How can I access multiple services running on one device? Following is a couple of my services definitions.

  edgex-core-data:
    image: edgexfoundry/docker-core-data-go-arm64:1.2.0
    ports:
      - "127.0.0.1:48080:48080"
      - "127.0.0.1:5563:5563"
    container_name: edgex-core-data
    hostname: edgex-core-data
    networks:
      - edgex-network
    environment:
      <<: *common-variables
      Service_Host: edgex-core-data
      SecretStore_TokenFile: /tmp/edgex/secrets/edgex-core-data/secrets-token.json
    volumes:
      - tmp-secrets:/tmp/edgex/secrets
    depends_on:
      - edgex-core-consul
      - edgex-mongo
      - edgex-core-metadata
      - edgex-vault-worker

  edgex-core-command:
    image: edgexfoundry/docker-core-command-go-arm64:1.2.0
    ports:
      - "127.0.0.1:48082:48082"
    container_name: edgex-core-command
    hostname: edgex-core-command
    networks:
      - edgex-network
    environment:
      <<: *common-variables
      Service_Host: edgex-core-command
      SecretStore_TokenFile: /tmp/edgex/secrets/edgex-core-command/secrets-token.json
    volumes:
      - tmp-secrets:/tmp/edgex/secrets
    depends_on:
      - edgex-core-consul
      - edgex-mongo
      - edgex-core-metadata
      - edgex-vault-worker

I was expecting that I would be able to call my services from external clients. For example:

http://:48082/api/v1/ping

Please advise if this is possible.

Thanks,
Marcelo

Hi

We don’t support this right now. You can use a proxy service which can talk to other services on the same device - something similar to https://www.balena.io/docs/learn/develop/runtime/#multicontainer-applications

Can the default 80 port be changed to something else? For example 8443?

One more question, I need to run the following command on a container that is deployed on the device. How can I achieve this?

docker-compose run --rm --entrypoint /edgex/security-proxy-setup edgex-proxy --init=false --useradd=admin --group=admin

Thanks again,
Marcelo

Unfortunately currently its not possible to expose other ports to the internet via our device URLs, but that is something that is currently being worked on I believe. To do something like this today you would need to use something like HAproxy to map specific routes on port 80 to various different ports on your device. We do something like that in this project: https://github.com/balena-io-examples/multicontainer-getting-started

For setting up the compose options of that command I believe you would added them to your docker-compose.yml like so:

edgex-core-data:
    image: edgexfoundry/docker-core-data-go-arm64:1.2.0
    ports:
      - "127.0.0.1:48080:48080"
      - "127.0.0.1:5563:5563"
    container_name: edgex-core-data
    hostname: edgex-core-data
    user: admin
    group_add:
        - admin
    init: false
    entrypoint: /edgex/security-proxy-setup edgex-proxy
...

Thanks for the information and I will see if I can get around the port 80 issue. I think the proxy solution will work for me to route everything through one service but it will be really helpful to be able to choose something different that 80.

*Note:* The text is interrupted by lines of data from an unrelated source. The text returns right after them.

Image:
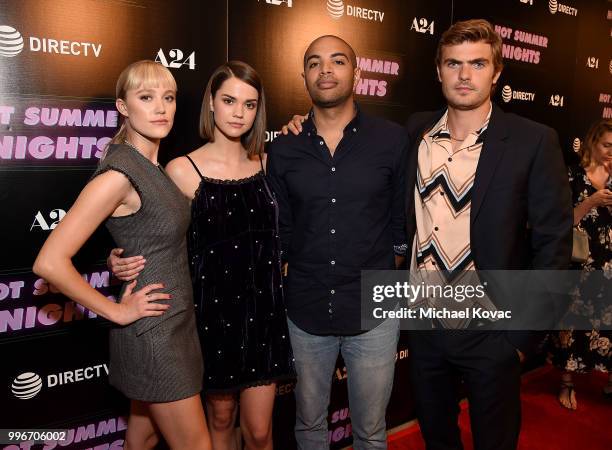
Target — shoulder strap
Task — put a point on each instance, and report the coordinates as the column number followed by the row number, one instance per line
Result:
column 194, row 166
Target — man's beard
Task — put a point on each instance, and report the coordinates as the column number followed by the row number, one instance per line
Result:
column 330, row 102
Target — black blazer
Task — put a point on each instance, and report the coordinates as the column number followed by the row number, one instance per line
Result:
column 521, row 214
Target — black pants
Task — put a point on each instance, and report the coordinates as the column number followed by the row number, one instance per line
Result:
column 490, row 369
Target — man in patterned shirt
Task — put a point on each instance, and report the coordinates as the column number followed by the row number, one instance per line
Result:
column 486, row 190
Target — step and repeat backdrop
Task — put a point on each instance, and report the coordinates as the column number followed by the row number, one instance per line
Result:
column 59, row 60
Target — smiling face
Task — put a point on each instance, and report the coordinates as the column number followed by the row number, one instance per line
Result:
column 602, row 151
column 329, row 72
column 149, row 110
column 235, row 107
column 467, row 74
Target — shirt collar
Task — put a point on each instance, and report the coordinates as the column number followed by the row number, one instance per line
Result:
column 440, row 129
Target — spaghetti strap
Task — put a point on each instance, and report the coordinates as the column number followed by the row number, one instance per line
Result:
column 194, row 166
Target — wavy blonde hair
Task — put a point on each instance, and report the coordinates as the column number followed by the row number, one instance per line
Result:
column 595, row 133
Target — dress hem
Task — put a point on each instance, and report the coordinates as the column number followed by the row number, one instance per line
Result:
column 247, row 385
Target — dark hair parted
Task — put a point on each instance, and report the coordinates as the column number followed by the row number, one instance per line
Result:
column 351, row 53
column 595, row 133
column 474, row 30
column 254, row 139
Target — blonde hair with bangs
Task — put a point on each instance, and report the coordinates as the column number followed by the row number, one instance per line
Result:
column 145, row 73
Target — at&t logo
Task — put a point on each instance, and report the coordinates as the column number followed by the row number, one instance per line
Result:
column 55, row 216
column 554, row 7
column 29, row 384
column 176, row 59
column 11, row 41
column 26, row 386
column 422, row 25
column 556, row 100
column 335, row 8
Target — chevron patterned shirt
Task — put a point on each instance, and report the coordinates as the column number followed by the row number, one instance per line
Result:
column 442, row 199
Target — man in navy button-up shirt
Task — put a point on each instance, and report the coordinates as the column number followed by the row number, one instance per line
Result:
column 341, row 191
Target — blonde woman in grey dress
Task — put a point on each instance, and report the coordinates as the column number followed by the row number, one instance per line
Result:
column 155, row 356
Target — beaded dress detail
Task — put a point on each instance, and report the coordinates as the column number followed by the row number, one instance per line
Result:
column 234, row 254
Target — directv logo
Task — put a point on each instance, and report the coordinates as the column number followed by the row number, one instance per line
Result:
column 553, row 6
column 335, row 8
column 11, row 41
column 29, row 384
column 26, row 386
column 507, row 93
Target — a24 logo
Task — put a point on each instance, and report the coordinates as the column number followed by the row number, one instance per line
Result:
column 176, row 59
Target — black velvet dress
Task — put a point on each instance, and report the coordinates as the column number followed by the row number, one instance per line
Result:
column 234, row 253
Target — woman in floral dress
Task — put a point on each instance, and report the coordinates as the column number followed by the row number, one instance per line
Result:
column 578, row 351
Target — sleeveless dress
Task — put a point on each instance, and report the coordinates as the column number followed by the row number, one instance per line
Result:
column 234, row 253
column 155, row 359
column 590, row 348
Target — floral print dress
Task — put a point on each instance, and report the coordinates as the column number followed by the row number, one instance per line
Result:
column 582, row 350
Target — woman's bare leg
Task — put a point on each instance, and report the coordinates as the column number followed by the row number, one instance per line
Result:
column 141, row 433
column 256, row 405
column 221, row 409
column 182, row 423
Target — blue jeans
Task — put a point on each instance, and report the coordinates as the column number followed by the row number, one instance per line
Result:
column 370, row 364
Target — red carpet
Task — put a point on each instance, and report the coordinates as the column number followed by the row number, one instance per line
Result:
column 546, row 425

Also, for my second question I just want to be able to execute that command on an existing container that is already deployed on the device. Can I run that command from the host console or is any way to do it from the balena cli?

Thanks again,
Marcelo

Yeah, it will be very cool when we eventually allow configuring arbitrary ports.

On the second question, no unfortunately that is not something that is possible because there is no docker-compose on the OS at all, all the composition stuff is done on the cloud side and then the device supervisor gets told by the API how to run the containers and in what configuration.